The bigip_add script is an interactive script that exchanges iquery SSL certificates with a remote BIG-IP system. The bigip_add script appends the local BIG-IP GTM system's SSL certificate to the remote BIG-IP system's list of authorized certificates (contained in the /config/big3d/client.crt file). The script then appends the remote BIG-IP system's iquery SSL certificate to the BIG-IP GTM system's local list of authenticated iquery SSL certificates (/config/gtm/server.crt). The bigip_add script uses the SSH protocol to exchange iquery SSL certificates with the remote BIG-IP system.

 

Thank you gentlemen for your replies. Let me attempt to word it a different way with more detail since Im back on my laptop. I am using these few links to understand the theory of bigip_add: 1. http://support.f5.com/kb/en-us/products/big-ip_gtm/manuals/product/gtm-implementations-11-3-0/7.html 2. http://support.f5.com/kb/en-us/solutions/public/13000/300/sol13312.html 3. http://support.f5.com/kb/en-us/products/big-ip_gtm/manuals/product/gtm-implementations-11-4-0/2.htmlunique_423967679 Question 1 - When I perform the command from GTM1 "bigip_add " and "bigip_add ". The sol states "The bigip_add script appends the local BIG-IP GTM system's SSL certificate to the remote BIG-IP system's list of authorized certificates (contained in the /config/big3d/client.crt file). " But does that include putting the LTMs self-signed cert in the GTM1 SYSTEM>Device Certificate>Trusted Device Certificate? When I look at the /config/big3d/client.crt... all I see is the common 'ssl garble' MIICHjCCAYcCAQAwgaAxEDAOBgNVBAcTB1JhbGVpZ2gxFzAVBgNVBAgTDk5vcnRo IENhcm9saW5hMQswCQYDVQQGEwJVUzEWMBQGA1UEChMNQ2lzY28gU3lzdGVtczEO MAwGA1UECxMFVFNXRUIxGzAZBgNVBAMTEmNpc2NvYXNhLmNpc2NvLmNvbTEhMB8G CSqGSIb3DQEJAhYSY2lzY29hc2EuY2lzY28uY29tMIGfMA0GCSqGSIb3DQEBAQUA A4GNADCBiQKBgQCmM/2VteHnhihS1uOj0+hWa5KmOPpI6Y/MMWmqgBaB9M4yTx5b Fm886s8F73WsfQPynBDfBSsejDOnBpFYzKsGf7TUMQB2m2RFaqfyNxYt3oMXSNPO m1dZ0xJVnRIp9cyQp/983pm5PfDD6/ho0nTktx0i+1cEX0luBMh7oKargwIDAQAB oD0wOwYJKoZIhvcNAQkOMS4wLDALBgNVHQ8EBAMCBaAwHQYDVR0RBBYwFIISY2lz Y29hc2EuY2lzY28uY29tMA0GCSqGSIb3DQEBBAUAA4GBABrxpY0q7SeOHZf3yEJq po6wG+oZpsvpYI/HemKUlaRc783w4BMO5lulIEnHgRqAxrTbQn0B7JPIbkc2ykkm bYvRt/wiKc8FjpvPpfOkjMK0T3t+HeQ/5QlKx2Y/vrqs+Hg5SLHpbhj/Uo13yWCe 0Bzg59cYXq/vkoqZV/tBuACr

No, the LTM's certificate does not get placed into the GTM's trusted device certificate list.
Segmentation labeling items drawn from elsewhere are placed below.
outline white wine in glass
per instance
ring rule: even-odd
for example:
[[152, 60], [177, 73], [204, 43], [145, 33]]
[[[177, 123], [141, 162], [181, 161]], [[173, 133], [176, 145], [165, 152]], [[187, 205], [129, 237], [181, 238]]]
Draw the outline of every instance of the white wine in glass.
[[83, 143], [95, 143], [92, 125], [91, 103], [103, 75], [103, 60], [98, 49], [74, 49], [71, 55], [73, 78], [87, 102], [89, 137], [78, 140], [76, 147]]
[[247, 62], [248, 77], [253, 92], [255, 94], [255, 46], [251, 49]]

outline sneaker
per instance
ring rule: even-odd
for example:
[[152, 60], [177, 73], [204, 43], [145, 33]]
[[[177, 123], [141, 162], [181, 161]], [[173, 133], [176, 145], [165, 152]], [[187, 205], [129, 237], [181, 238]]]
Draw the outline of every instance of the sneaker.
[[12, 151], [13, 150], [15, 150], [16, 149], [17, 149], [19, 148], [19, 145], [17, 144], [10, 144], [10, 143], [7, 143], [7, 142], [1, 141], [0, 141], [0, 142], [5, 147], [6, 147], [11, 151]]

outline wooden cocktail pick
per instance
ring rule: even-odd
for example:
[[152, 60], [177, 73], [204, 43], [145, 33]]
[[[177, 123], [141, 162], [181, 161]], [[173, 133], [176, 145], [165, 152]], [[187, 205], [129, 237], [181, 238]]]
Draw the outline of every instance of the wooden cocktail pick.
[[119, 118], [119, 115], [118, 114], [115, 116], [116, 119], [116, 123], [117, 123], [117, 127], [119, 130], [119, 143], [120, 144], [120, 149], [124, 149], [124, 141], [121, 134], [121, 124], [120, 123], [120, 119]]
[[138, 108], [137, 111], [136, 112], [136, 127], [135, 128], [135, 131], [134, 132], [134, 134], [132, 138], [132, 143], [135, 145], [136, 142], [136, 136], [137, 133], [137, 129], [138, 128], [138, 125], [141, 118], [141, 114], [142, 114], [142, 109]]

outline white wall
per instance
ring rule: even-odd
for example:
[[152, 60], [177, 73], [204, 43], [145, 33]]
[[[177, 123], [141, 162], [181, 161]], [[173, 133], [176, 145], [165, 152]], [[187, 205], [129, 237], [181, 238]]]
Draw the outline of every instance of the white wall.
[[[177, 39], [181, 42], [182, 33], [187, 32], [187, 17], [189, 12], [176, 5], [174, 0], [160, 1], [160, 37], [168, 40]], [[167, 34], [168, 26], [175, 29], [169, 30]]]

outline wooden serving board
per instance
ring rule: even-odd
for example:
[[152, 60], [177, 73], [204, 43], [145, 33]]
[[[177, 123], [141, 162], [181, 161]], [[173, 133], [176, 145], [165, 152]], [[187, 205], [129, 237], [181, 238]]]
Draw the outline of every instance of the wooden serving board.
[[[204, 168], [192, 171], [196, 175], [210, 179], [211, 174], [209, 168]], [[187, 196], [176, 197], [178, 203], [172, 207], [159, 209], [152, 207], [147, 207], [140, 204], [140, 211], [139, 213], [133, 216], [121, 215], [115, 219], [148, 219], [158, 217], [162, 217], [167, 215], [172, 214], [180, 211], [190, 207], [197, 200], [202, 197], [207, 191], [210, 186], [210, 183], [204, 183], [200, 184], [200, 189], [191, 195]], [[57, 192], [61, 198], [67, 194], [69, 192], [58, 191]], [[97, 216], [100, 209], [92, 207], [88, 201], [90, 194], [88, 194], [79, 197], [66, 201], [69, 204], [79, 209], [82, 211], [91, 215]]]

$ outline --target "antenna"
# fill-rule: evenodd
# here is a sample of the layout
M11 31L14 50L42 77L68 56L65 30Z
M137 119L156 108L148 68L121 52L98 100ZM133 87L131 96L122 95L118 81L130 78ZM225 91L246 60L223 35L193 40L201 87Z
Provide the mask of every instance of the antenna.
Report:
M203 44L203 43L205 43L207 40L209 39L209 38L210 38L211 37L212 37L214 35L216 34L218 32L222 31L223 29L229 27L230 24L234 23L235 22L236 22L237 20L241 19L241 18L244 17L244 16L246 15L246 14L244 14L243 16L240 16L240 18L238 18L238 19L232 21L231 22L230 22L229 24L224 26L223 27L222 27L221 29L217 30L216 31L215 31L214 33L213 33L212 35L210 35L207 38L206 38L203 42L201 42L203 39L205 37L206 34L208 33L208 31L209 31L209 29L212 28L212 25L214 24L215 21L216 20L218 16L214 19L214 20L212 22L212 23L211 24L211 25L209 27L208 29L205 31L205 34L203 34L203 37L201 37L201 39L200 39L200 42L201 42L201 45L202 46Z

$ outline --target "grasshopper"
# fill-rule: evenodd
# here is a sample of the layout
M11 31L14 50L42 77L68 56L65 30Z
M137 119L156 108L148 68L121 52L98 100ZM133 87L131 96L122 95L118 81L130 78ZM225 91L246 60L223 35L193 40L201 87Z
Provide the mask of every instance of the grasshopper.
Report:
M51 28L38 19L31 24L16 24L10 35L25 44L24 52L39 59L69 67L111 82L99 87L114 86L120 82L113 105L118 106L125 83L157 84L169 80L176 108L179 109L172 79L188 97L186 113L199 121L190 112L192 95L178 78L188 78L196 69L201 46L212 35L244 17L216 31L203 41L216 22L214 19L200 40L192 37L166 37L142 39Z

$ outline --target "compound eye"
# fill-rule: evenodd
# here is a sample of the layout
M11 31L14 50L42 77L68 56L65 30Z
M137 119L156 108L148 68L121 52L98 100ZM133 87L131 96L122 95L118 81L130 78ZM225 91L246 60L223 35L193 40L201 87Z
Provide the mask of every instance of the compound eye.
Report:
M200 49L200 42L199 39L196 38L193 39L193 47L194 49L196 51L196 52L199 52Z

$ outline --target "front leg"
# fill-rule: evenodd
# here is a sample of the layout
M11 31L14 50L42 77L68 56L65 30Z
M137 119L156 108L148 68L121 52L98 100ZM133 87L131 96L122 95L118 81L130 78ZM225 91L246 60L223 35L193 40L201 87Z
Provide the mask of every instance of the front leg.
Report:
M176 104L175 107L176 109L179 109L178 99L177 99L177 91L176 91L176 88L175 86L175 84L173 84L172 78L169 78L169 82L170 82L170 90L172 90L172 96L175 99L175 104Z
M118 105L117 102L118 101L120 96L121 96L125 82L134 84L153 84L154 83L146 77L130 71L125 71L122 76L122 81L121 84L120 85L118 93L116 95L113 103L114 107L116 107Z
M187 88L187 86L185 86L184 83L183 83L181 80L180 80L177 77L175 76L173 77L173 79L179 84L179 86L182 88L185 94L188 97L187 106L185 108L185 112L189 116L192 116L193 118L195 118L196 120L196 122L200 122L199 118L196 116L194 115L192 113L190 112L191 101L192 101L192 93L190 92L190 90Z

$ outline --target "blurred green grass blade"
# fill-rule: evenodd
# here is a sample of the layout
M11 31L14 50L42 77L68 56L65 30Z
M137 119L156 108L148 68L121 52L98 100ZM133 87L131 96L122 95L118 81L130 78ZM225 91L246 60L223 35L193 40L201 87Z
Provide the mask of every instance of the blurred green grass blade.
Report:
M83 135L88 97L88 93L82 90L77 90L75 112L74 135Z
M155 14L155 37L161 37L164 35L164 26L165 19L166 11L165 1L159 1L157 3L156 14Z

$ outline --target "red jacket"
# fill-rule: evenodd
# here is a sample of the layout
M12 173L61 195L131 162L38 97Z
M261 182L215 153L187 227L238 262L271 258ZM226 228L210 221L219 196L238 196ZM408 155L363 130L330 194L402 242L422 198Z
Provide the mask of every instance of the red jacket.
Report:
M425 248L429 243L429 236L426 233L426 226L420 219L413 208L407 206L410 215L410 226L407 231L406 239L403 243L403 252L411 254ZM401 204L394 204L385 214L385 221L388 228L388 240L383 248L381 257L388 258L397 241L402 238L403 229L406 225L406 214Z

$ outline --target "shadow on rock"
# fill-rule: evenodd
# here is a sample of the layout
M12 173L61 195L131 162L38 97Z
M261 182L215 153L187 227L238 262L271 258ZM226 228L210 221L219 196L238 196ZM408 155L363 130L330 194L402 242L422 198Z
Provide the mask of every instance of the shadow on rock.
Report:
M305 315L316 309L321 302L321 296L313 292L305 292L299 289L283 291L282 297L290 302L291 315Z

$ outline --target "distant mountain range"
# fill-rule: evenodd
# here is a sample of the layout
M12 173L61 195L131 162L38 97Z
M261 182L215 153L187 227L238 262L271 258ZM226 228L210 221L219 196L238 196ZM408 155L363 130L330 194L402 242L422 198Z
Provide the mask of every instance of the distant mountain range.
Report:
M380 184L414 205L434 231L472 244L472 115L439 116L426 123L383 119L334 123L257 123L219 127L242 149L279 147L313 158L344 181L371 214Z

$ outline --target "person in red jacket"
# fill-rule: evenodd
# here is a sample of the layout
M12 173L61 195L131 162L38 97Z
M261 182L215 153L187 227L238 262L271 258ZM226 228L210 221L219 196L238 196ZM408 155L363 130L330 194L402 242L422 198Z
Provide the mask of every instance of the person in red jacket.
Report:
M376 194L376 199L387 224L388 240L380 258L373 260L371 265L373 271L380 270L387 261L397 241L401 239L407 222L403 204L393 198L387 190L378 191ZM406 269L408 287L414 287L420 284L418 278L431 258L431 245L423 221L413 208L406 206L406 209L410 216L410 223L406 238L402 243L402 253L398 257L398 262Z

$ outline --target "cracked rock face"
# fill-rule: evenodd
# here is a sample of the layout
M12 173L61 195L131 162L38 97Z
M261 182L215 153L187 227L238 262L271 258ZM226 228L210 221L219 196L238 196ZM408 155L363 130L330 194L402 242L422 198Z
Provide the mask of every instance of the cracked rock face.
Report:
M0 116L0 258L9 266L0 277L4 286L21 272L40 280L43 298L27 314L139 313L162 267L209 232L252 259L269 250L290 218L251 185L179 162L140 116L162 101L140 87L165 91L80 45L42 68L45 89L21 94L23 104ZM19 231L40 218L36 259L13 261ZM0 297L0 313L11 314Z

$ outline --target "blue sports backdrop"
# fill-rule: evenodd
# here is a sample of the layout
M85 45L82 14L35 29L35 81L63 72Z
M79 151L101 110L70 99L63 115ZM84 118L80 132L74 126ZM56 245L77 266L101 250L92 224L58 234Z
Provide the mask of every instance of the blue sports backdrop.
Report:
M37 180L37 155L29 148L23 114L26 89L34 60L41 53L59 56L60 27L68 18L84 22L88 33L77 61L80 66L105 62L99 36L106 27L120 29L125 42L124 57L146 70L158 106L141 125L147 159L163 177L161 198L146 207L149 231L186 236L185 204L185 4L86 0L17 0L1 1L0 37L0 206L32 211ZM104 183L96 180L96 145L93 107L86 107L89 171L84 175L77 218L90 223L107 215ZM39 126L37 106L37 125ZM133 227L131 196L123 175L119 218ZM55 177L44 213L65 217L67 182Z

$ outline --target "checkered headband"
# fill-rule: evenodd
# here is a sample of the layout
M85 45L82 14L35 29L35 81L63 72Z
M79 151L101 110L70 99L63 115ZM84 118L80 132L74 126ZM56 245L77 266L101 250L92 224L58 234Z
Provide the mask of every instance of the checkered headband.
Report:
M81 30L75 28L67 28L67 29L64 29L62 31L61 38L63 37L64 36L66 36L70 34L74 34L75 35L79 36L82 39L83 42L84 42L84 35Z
Question 2 - Does this mean that the bigip_add command is a gtm method of doing a "ssh key exchange"-like process? (Im trying to compare it to something that I understand... I am not implying it does a key exchange.) This process does it for the iquery 4353 process? Which is my understanding of the SOL and other links.

If you want to liken it to adding the GTM to the LTM's known hosts file, that's one way to think of it.

"Ahhh.... said the blind man!" <-- Referring to me... Tyvm for that analogy.